I wasn’t sure about the intended age level. The Pennymores has sufficient complexity that older middle-grade readers and younger high school students will love. The book jacket lists this as ages 7-13. Any violence isn’t gratuitous or overly described, and there’s no romance, which makes me push this towards the middle to the upper end of that age group. I believe the Pennymores will have a lot of appeal to YA fantasy lovers who want plot complexity, a robust set of villains and complexity in the world, and emotional drama without a lot of grit.


Parents of younger readers will want to be aware that there are allusions to murder, attempted murder, peril, and more common things like running away, lying, magic fights, bullying, and other expected evil acts that do occur. There are those intense, action moments, battles, and villains doing villainous things, but mostly it feels like a book you could read as a read-aloud story too. It’ll remind you of the early Harry Potter, Percy Jackson, and Narnia books in those ways.


The book contains intricate character sketches, and art sprinkled throughout that offers diverse characters. My biggest complaint about the book is the number of characters, which sometimes felt like we didn’t get enough of some of the characters.
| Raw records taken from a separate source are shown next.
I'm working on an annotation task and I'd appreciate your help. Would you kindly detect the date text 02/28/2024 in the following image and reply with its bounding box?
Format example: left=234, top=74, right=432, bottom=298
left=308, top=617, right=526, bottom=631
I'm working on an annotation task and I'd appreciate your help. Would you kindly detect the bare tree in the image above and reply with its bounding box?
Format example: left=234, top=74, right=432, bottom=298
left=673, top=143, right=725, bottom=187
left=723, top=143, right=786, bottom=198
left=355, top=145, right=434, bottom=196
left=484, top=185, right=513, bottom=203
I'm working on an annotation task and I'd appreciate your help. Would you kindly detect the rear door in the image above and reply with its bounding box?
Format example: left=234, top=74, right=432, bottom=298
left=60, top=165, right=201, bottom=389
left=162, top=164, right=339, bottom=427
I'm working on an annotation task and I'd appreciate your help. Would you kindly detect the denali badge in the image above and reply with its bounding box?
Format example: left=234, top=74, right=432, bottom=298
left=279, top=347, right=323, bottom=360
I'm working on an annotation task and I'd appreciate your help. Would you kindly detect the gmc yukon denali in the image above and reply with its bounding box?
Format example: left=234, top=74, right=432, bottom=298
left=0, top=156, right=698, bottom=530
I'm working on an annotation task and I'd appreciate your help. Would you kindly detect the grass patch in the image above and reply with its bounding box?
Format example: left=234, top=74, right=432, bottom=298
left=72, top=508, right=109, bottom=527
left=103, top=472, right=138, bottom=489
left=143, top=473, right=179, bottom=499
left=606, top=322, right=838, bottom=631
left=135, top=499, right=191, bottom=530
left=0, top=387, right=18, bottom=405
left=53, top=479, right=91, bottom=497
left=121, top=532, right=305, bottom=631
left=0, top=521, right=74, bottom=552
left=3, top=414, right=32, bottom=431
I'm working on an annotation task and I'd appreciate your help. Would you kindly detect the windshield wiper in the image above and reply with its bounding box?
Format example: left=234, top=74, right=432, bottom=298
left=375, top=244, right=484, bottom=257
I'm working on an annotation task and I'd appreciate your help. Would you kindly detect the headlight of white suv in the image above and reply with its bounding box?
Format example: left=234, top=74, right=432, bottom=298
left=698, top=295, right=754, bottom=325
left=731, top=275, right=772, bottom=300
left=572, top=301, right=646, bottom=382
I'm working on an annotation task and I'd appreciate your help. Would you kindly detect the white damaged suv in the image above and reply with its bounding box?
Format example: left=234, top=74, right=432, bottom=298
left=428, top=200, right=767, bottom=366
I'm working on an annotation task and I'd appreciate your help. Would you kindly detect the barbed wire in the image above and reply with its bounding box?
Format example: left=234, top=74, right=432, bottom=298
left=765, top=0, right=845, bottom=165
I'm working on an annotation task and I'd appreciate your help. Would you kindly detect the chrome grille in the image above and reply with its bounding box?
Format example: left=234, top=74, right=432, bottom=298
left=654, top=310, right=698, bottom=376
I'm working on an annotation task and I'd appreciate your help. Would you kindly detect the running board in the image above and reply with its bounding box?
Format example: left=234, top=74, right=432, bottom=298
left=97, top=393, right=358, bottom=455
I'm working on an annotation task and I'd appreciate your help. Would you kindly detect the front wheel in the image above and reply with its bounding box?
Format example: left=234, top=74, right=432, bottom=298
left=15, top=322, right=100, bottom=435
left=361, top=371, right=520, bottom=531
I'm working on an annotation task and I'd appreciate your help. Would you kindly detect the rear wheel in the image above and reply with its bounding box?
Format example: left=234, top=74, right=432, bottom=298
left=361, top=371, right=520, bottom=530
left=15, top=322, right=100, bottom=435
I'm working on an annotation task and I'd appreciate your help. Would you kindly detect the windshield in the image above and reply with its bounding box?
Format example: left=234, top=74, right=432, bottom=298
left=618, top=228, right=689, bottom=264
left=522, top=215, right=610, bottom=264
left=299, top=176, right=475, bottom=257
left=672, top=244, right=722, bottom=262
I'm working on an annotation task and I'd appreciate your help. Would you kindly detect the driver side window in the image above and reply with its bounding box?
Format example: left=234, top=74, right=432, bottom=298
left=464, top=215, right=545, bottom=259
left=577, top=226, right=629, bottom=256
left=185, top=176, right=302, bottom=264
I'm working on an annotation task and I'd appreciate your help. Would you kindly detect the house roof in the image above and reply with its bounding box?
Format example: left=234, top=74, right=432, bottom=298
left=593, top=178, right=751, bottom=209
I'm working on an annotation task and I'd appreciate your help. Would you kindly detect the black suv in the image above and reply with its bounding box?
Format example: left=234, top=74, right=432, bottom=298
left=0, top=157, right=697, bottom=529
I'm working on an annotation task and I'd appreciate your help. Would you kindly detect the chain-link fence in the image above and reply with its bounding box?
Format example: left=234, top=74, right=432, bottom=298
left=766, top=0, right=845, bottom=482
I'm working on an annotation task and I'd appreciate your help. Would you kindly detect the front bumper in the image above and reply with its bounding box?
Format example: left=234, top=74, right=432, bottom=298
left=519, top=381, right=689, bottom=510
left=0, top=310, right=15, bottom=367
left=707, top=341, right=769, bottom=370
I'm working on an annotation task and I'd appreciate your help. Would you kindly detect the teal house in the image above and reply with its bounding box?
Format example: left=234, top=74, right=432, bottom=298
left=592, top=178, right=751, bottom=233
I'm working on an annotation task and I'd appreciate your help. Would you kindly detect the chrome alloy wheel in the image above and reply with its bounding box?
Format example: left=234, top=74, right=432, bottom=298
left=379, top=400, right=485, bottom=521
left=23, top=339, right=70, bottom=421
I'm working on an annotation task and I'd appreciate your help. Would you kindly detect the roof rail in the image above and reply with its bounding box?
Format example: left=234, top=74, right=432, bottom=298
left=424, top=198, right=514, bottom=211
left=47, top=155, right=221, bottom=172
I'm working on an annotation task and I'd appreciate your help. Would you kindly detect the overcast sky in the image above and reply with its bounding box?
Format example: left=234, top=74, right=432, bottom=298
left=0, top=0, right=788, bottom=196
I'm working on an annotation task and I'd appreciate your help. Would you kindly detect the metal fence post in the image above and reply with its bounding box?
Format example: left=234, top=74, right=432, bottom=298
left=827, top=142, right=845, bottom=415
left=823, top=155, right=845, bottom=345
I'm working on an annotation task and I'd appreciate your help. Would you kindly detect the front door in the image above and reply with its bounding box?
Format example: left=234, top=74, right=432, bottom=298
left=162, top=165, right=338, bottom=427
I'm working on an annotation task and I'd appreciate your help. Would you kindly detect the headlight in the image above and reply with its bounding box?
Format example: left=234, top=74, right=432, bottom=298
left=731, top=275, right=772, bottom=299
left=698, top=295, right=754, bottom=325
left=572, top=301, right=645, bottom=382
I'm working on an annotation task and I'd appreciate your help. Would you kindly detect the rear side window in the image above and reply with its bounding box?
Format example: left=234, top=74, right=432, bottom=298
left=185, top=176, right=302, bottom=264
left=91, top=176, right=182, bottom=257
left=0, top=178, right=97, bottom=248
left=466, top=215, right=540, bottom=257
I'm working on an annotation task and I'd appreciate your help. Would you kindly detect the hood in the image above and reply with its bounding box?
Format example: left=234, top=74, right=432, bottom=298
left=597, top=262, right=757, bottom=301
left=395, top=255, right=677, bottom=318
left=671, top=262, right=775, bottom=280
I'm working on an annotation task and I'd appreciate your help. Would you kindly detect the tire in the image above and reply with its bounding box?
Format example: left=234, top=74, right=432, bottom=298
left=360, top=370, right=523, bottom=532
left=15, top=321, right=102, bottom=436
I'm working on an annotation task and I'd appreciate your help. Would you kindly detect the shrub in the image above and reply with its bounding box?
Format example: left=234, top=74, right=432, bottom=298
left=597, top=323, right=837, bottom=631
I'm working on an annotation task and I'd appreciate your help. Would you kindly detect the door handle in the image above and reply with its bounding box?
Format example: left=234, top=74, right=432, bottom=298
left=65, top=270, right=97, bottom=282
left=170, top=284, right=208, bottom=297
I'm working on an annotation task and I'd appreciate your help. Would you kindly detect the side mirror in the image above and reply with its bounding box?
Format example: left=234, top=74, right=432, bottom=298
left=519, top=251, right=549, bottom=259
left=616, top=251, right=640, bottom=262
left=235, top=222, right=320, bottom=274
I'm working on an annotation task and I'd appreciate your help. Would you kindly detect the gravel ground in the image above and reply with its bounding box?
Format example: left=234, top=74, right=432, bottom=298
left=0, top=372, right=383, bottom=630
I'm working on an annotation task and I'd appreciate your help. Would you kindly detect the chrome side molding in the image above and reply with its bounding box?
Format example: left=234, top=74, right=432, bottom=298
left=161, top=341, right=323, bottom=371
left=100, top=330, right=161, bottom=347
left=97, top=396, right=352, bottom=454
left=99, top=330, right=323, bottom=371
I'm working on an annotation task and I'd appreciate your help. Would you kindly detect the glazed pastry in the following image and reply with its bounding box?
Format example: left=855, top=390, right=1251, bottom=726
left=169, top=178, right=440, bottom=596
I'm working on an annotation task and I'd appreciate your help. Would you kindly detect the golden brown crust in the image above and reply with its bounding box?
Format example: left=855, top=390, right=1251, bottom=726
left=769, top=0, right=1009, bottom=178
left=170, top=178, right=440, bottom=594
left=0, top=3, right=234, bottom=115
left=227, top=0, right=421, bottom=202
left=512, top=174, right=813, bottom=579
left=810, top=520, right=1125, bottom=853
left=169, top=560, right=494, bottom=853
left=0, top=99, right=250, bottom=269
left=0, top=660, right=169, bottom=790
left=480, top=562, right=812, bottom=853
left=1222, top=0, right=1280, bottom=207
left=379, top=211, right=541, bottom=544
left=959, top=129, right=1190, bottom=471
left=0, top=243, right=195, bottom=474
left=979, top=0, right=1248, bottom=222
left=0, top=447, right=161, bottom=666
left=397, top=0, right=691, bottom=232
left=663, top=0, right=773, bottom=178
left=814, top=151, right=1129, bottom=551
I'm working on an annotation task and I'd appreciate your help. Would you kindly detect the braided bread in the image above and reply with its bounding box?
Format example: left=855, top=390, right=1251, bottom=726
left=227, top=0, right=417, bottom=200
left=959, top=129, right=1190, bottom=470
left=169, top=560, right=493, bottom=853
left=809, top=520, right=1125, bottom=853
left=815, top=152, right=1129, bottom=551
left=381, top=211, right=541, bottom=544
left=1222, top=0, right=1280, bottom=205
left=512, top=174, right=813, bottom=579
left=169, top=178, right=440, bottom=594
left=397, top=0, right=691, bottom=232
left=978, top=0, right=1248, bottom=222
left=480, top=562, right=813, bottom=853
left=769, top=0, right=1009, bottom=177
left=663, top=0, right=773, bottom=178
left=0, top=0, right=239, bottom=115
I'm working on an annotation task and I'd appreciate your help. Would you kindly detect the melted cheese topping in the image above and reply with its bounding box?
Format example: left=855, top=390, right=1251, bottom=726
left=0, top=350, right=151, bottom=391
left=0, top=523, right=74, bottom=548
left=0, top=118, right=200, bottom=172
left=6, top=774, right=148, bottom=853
Given that the book is intended as a series, it’s probably like what we found with Harry Potter, where JK Rowling teased the characters early and got to know them throughout the series. There was a fun, well-thought-out resolution to the first book, but undoubtedly several plot points, settings, and characters at the end that didn’t have closure. In particular, I wanted to know more about some of the places in Fonde and more about the parents, but I anticipate that was by design and will be explored in future books.


Elementary librarians should shelf this (and given the important role libraries play in the story, I suspect they will). Middle and high school libraries should also have this since I anticipate it’ll be a read that complements books like School of Good and Evil, later Harry Potter, and even Hunger Games. Public libraries with separate YA and Middle-Grade sections may have some decisions about where to shelve the Pennymores. At around 400 pages with longish chapters and a significant cast, this might not be the best read-aloud, but avid fantasy fans will undoubtedly love it. Strong Recommendation.